# [SOLVED] After a BIOS update computer blue screens at startup



## benjames02 (Apr 20, 2011)

Hi guys, 

After an MSI Bios 'Live-update' the computer can only go as far as the Windows 7 loading screen.
I cannot enter safe mode as it has the same blue screen message.
Also when the BSOD message appears, it doesn't remain long enough for me to see what the error message says.

I have tried using the bios setup utility that will restore the previous version for my mobo but it has not fixed the issue. I used the motherboard's bios flash utility 'M-Flash' to attempt to solve the problem but it didn't work.

The original bios version was: A7636IMS.H10
The version the MSI updating utility installed: A7636IMS.H30

I have only had this computer for a few days and would appreciate being able to get it running properly again.. :sigh:

My specs are:
OS: Win7 x64 SP1
Motherboard: MSI H55M-E21
CPU:Intel i7 870
RAM: 4gb DDR3
PSU: 'ATX-550W'
HDD: Seagate 1TB
GPU: ATI HD 5450

That's just the basic info I could find..

Any help greatly appreciated.

Ben


----------



## benjames02 (Apr 20, 2011)

*Re: After a BIOS update computer blue screens at startup*

Using my phone's ****** camera I could make out that the BSOD error message was:

0x00000078 OR 0x0000007B

Not sure if this will help but that's all I have.


----------



## dai (Jul 2, 2004)

*Re: After a BIOS update computer blue screens at startup*

after a bios update you ne to re optimise the bios

check sata is set to be seen as ide


----------



## Tyree (May 10, 2009)

*Re: After a BIOS update computer blue screens at startup*

Did the Bios Update complete successfully? Did you update the Bios to resolve a problem(s) you were experiencing?


----------



## benjames02 (Apr 20, 2011)

*Re: After a BIOS update computer blue screens at startup*

I updated the BIOS as part of the 'recommended' updates with the MSI updating utility not really considering what the consequences were. 

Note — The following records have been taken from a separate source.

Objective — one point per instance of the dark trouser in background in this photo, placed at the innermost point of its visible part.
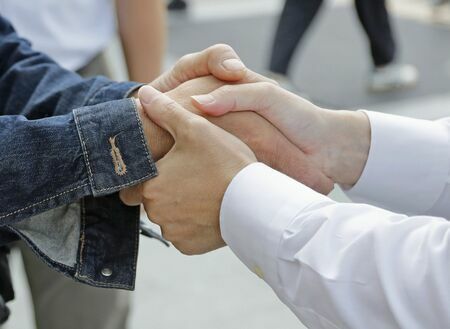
(297, 16)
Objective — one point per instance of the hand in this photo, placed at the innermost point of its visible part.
(268, 143)
(337, 142)
(219, 60)
(185, 198)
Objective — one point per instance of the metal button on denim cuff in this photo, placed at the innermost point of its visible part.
(106, 272)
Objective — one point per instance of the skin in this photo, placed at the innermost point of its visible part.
(185, 198)
(337, 142)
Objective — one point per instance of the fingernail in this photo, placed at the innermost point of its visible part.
(146, 94)
(233, 64)
(204, 99)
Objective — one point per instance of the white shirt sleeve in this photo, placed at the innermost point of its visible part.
(338, 265)
(408, 167)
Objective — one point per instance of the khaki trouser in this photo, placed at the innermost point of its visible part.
(61, 303)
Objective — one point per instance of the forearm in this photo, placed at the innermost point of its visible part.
(348, 265)
(142, 28)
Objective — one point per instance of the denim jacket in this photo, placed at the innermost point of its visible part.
(67, 146)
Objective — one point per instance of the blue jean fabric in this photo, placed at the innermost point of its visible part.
(55, 149)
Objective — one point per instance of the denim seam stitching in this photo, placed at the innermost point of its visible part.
(133, 89)
(52, 263)
(144, 144)
(84, 148)
(82, 233)
(90, 101)
(45, 200)
(104, 284)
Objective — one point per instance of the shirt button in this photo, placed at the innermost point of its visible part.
(106, 272)
(258, 271)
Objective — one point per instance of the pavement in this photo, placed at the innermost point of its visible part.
(216, 290)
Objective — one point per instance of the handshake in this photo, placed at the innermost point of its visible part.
(210, 117)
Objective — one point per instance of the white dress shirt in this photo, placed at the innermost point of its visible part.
(339, 265)
(72, 32)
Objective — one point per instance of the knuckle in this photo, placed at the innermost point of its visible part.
(222, 47)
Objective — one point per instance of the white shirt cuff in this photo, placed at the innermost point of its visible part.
(257, 207)
(408, 164)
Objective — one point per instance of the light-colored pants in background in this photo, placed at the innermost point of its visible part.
(61, 303)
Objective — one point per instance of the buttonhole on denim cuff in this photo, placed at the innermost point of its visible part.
(119, 165)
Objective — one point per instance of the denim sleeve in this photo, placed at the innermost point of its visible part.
(65, 139)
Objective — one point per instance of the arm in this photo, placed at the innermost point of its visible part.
(335, 265)
(399, 163)
(338, 265)
(142, 29)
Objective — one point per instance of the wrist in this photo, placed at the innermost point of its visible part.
(158, 140)
(349, 145)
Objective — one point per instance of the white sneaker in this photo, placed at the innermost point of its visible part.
(392, 77)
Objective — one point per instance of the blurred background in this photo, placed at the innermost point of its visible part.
(333, 67)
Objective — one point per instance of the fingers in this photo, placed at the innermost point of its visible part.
(164, 111)
(233, 98)
(219, 60)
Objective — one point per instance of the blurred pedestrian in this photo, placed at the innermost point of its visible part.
(297, 16)
(76, 33)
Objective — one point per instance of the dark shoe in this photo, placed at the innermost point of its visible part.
(177, 5)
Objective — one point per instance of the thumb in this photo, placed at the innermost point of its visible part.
(235, 98)
(163, 110)
(219, 60)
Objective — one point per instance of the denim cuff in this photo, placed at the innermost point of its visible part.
(114, 146)
(113, 91)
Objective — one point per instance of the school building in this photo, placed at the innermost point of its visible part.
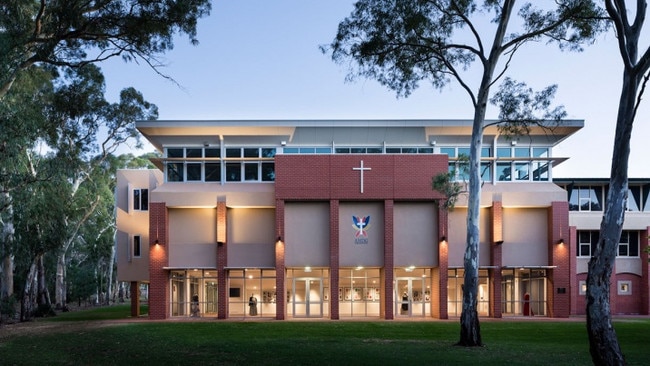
(338, 219)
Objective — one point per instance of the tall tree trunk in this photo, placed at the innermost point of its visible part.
(7, 280)
(603, 342)
(43, 296)
(27, 298)
(470, 330)
(109, 272)
(60, 293)
(6, 250)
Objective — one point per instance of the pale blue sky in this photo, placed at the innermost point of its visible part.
(259, 59)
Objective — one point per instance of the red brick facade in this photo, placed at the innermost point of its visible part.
(158, 259)
(559, 288)
(389, 179)
(222, 256)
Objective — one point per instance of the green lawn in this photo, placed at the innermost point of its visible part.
(309, 343)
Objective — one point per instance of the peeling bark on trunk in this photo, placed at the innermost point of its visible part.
(603, 342)
(43, 295)
(27, 298)
(59, 287)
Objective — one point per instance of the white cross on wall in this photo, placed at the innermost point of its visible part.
(361, 169)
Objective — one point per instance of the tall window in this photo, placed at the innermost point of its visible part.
(587, 241)
(628, 246)
(586, 198)
(460, 166)
(141, 199)
(137, 246)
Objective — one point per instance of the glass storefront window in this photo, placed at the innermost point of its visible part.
(455, 280)
(523, 291)
(360, 291)
(193, 293)
(251, 293)
(308, 292)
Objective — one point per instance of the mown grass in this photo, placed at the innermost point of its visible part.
(314, 343)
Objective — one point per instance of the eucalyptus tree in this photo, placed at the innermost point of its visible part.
(628, 24)
(22, 122)
(402, 43)
(88, 130)
(78, 32)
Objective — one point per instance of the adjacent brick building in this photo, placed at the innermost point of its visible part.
(338, 219)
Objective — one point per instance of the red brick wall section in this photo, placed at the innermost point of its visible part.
(280, 269)
(496, 259)
(222, 261)
(443, 265)
(645, 285)
(577, 300)
(581, 300)
(158, 259)
(387, 178)
(628, 304)
(389, 258)
(317, 177)
(135, 299)
(334, 259)
(559, 289)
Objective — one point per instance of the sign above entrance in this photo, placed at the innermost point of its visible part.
(361, 225)
(361, 169)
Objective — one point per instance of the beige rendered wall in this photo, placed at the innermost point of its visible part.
(130, 223)
(525, 237)
(352, 254)
(192, 237)
(415, 234)
(457, 237)
(306, 231)
(251, 237)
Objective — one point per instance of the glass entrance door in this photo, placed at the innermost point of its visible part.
(307, 297)
(409, 297)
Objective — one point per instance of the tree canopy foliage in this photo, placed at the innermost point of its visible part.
(404, 43)
(628, 24)
(78, 32)
(58, 133)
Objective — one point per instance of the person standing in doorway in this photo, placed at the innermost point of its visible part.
(252, 304)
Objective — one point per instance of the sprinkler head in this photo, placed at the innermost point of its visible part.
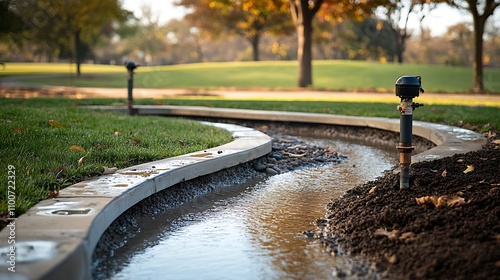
(131, 65)
(409, 87)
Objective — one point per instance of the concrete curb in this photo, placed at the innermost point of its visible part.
(55, 239)
(58, 236)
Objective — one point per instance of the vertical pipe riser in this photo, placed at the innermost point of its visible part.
(407, 88)
(130, 65)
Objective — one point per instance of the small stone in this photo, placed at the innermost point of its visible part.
(272, 160)
(277, 157)
(259, 167)
(337, 272)
(320, 159)
(271, 171)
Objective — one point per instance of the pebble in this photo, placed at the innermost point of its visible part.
(271, 171)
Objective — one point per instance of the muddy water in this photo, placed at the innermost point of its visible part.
(252, 231)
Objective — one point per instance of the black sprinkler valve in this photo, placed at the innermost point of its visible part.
(407, 88)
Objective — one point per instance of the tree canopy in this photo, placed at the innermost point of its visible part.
(65, 28)
(247, 18)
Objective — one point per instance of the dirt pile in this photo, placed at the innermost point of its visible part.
(406, 236)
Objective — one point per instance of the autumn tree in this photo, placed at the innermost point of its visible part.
(68, 25)
(303, 13)
(480, 10)
(247, 18)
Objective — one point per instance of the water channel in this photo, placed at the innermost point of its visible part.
(252, 231)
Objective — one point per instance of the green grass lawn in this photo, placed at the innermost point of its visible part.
(327, 75)
(55, 143)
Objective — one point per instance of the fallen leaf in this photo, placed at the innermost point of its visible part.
(444, 200)
(426, 200)
(80, 161)
(109, 170)
(390, 234)
(444, 173)
(408, 236)
(55, 123)
(20, 129)
(392, 259)
(77, 148)
(470, 168)
(450, 201)
(53, 194)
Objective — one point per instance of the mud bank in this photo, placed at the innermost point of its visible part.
(403, 238)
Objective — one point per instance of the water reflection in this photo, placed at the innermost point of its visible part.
(252, 231)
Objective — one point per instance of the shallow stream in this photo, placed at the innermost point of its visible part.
(254, 230)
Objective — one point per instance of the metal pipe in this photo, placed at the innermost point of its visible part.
(407, 88)
(130, 83)
(130, 65)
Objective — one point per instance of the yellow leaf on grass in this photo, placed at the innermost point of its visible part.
(55, 123)
(470, 168)
(77, 148)
(20, 129)
(80, 161)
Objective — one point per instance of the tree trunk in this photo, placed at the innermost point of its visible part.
(304, 51)
(477, 65)
(78, 55)
(302, 16)
(255, 47)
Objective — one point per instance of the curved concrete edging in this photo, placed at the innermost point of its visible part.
(55, 239)
(67, 241)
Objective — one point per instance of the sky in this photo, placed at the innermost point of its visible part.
(438, 20)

I have it up and running now, I was confused as Windows could load the recovery mode area so I formatted the drive I have the system files on and did a fresh install of W7 and that worked smoothly.

Almost a little embarrassed that a simple fix like re-installing Windows wasn't an earlier method but all is well now haha.

I did notice that sata was set to ide and each time I re-flashed the BIOS it completed successfuly..

Thanks anyway, I shall in future not needlessly update the bios unless I am required to.


----------



## dai (Jul 2, 2004)

glad you have it sorted


----------